It is important to understand the hurdle rate if we want to get a sense of how a company is allocating capital. The risk-free rate has risen meaningfully over the last year, and the other two components are being forced up by uncertainty and risk aversion.
Market uncertainty is high, whichever way you measure it. The VIX volatility index remains elevated as markets guess where inflation is going and how the Federal Reserve will respond. Meanwhile, indices based on newspaper coverage of policy-related economic uncertainty and disagreement among economic forecasters also indicate uncertainty. If we zoom in on climate policy specifically, this upward trend in uncertainty is clear (Figure 2). If companies can’t be sure how much they can expect in the way of green subsidies or tax breaks, they are unlikely to pursue projects whose profitability depends on such support.
Uncertainty brings risk aversion in business, as in every walk of life. As a result, the hurdle rate imposed when assessing potential value creation projects is stubbornly high. Whether this is a good or a bad thing depends on the company in question.

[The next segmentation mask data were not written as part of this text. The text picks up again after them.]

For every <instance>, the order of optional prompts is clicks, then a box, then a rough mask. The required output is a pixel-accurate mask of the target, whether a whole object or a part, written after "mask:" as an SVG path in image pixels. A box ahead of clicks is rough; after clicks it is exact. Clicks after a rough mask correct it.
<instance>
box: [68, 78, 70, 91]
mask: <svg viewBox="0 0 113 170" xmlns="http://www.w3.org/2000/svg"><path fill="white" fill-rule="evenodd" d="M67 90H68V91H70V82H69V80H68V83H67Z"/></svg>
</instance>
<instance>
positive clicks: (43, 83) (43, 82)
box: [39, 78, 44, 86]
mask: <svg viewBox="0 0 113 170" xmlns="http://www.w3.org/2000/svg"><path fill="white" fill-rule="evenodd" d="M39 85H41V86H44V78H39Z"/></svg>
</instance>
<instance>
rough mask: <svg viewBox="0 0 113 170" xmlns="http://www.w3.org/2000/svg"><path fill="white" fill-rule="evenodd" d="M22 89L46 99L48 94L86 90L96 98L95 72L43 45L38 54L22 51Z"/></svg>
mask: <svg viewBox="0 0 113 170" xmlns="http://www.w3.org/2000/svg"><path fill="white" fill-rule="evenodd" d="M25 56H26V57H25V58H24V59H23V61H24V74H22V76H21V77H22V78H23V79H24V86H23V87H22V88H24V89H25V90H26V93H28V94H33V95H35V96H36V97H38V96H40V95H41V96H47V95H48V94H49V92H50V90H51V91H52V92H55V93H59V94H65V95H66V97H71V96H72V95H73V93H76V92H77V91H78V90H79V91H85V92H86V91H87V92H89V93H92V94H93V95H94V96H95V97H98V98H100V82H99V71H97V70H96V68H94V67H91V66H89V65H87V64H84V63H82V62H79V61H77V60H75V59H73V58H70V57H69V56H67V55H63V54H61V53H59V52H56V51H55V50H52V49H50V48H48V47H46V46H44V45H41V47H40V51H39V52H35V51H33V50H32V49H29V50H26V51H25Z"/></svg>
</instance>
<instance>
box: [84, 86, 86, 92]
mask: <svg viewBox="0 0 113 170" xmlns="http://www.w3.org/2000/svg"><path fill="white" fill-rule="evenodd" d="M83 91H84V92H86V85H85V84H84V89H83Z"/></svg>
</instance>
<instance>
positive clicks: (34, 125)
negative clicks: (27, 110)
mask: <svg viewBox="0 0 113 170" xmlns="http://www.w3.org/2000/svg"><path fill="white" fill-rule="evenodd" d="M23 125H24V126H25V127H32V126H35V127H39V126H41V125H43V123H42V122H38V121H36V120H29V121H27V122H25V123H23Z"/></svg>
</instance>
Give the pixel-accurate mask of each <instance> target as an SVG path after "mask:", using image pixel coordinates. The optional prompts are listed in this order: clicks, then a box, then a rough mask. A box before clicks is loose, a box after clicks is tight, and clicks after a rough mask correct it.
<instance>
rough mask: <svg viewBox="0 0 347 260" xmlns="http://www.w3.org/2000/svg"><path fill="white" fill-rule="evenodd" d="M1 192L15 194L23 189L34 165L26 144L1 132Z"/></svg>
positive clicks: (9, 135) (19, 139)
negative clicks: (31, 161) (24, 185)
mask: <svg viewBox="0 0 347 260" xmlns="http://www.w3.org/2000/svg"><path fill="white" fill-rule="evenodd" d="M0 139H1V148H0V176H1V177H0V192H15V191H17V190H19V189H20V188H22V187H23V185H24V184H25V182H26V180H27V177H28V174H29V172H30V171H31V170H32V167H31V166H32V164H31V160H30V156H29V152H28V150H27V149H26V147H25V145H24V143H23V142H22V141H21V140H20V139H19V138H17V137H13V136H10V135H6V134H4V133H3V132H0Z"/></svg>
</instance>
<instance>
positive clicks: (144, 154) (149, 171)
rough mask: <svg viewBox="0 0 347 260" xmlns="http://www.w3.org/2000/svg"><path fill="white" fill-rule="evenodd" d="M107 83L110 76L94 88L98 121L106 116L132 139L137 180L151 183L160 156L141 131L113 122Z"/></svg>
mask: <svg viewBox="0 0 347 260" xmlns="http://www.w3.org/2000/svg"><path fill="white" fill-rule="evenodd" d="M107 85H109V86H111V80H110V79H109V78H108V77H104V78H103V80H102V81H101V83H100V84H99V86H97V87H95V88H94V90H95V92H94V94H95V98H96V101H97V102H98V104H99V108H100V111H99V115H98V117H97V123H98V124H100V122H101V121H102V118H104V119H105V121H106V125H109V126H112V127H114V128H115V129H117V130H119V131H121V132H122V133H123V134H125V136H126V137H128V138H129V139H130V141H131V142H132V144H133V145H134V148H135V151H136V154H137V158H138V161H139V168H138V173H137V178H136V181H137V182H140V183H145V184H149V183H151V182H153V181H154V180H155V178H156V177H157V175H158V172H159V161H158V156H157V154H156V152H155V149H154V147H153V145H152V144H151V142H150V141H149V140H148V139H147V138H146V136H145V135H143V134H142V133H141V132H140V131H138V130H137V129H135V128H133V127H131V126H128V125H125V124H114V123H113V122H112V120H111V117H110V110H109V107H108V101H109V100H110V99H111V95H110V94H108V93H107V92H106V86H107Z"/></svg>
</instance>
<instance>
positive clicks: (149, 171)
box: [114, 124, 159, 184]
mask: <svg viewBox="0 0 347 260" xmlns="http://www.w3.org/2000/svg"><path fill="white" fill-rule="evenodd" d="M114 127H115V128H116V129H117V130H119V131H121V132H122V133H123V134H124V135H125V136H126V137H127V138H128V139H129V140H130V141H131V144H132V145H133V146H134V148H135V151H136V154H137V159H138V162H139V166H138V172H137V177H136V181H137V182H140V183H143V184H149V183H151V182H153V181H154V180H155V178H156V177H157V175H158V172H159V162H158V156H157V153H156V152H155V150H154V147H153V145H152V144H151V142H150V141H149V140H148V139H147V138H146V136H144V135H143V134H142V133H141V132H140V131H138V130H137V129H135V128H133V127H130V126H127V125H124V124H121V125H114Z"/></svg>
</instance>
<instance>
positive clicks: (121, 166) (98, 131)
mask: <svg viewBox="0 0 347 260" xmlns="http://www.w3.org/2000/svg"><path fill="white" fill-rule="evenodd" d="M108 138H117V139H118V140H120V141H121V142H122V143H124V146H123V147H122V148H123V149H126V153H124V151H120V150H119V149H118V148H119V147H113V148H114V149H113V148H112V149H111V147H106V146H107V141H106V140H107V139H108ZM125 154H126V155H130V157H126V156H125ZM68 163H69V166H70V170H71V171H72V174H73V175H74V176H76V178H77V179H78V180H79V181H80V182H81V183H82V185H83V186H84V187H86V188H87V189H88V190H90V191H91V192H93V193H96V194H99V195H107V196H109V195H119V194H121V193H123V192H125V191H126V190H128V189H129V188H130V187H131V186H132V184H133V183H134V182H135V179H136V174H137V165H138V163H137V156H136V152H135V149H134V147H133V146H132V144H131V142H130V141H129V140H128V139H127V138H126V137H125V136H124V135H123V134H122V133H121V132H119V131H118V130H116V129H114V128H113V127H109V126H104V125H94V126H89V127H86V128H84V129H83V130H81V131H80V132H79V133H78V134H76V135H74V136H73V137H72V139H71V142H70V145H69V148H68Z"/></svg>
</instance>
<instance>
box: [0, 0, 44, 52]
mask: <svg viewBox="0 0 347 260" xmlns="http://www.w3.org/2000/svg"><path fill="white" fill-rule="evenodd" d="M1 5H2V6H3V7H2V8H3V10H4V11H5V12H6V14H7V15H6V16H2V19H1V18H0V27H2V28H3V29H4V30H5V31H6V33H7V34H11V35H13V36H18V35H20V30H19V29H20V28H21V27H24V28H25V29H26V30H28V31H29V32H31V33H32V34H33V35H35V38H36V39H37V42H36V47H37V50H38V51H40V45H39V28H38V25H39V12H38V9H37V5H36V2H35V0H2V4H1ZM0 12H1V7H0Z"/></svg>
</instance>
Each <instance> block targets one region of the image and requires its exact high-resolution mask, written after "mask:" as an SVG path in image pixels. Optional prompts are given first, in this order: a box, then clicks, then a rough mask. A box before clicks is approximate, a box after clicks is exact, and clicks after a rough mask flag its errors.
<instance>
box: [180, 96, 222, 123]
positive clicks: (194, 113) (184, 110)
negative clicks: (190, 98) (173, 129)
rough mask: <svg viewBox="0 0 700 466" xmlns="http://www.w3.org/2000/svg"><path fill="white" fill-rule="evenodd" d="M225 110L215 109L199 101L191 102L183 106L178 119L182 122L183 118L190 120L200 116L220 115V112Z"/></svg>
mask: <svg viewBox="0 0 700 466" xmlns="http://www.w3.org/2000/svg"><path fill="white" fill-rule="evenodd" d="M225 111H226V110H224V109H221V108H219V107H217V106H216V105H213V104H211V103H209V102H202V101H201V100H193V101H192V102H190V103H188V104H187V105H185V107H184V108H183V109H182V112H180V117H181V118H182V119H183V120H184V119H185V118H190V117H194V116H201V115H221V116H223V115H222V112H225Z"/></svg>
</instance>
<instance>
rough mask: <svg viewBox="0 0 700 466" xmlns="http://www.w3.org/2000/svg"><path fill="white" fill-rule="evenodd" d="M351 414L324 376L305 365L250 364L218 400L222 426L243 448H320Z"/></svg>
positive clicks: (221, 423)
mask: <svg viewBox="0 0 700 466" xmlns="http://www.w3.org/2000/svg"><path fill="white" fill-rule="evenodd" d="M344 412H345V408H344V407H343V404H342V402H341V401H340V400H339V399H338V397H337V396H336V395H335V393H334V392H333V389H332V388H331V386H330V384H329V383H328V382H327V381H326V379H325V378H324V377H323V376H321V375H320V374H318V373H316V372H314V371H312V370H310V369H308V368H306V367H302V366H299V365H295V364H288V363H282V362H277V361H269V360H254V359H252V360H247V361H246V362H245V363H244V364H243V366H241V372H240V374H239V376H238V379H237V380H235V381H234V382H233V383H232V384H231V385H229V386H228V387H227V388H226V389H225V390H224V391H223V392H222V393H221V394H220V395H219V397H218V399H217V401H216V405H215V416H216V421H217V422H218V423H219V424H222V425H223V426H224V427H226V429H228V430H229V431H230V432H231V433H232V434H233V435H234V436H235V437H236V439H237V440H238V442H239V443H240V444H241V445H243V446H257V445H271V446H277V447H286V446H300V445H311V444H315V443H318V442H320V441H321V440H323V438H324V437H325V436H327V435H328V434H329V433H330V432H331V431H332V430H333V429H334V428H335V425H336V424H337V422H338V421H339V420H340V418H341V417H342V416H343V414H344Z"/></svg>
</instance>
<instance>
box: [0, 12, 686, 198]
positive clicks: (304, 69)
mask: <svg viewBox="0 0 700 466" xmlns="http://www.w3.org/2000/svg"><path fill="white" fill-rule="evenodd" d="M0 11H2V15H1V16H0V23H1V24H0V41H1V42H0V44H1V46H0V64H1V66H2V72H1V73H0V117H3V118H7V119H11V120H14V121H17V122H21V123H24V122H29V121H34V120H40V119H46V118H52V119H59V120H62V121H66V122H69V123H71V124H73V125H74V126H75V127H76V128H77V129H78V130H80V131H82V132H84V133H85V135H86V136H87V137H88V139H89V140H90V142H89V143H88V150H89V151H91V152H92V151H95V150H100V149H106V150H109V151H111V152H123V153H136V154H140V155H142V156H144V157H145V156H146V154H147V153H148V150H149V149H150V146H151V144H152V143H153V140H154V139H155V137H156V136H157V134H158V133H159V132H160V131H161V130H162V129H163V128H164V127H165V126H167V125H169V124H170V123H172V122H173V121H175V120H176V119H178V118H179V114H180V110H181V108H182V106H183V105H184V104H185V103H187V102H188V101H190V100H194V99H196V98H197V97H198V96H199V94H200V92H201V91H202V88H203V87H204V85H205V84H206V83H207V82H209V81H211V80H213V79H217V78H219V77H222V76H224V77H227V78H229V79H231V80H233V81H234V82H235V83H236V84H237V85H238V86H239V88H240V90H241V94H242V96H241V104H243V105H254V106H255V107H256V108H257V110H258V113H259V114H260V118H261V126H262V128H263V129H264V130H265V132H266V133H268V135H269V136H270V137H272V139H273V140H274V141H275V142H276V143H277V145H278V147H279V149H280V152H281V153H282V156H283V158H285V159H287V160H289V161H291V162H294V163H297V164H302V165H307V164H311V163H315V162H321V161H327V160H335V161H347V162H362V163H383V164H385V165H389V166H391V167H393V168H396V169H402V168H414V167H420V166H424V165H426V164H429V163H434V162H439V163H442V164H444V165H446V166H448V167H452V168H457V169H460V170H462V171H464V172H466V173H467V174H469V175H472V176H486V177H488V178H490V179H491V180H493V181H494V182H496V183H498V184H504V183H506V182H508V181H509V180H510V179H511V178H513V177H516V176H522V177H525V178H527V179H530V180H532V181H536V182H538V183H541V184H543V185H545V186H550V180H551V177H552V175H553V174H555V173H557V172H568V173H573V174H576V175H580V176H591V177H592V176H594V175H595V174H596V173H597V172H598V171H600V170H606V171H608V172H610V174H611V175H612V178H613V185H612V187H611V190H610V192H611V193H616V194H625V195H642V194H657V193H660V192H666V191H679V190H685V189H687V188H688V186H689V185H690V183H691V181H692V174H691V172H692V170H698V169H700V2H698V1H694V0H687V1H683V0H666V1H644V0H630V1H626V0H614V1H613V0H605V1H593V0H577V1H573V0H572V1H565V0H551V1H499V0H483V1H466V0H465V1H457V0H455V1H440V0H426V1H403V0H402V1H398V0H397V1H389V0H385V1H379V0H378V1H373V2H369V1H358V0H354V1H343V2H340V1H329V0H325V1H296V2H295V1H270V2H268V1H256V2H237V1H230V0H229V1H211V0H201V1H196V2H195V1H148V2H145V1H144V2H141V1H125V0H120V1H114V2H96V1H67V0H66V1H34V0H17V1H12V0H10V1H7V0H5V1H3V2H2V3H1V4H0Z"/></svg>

High hurdle rates can have negative ramifications for important innovative or transformational solutions, notably to the climate crisis. Simply put, returns from renewable energy are far lower than those from fossil fuels. A US oil and gas exploration and production company (E&P) makes this point in its plan for the Net Zero energy transition (Figure 3). And consider the market’s reaction to BP’s announcement that it was dialling back on targets to slash oil output: the stock price jumped to its highest in four years. It seems investors are rewarding a renewed focus on fossil fuels, with their higher profit margins. Indeed, there is a clear valuation gap between oil majors that won’t consider pivoting to renewable energy and those making the change (Figure 4, page 15). The market wants near-certain returns, and it wants them now.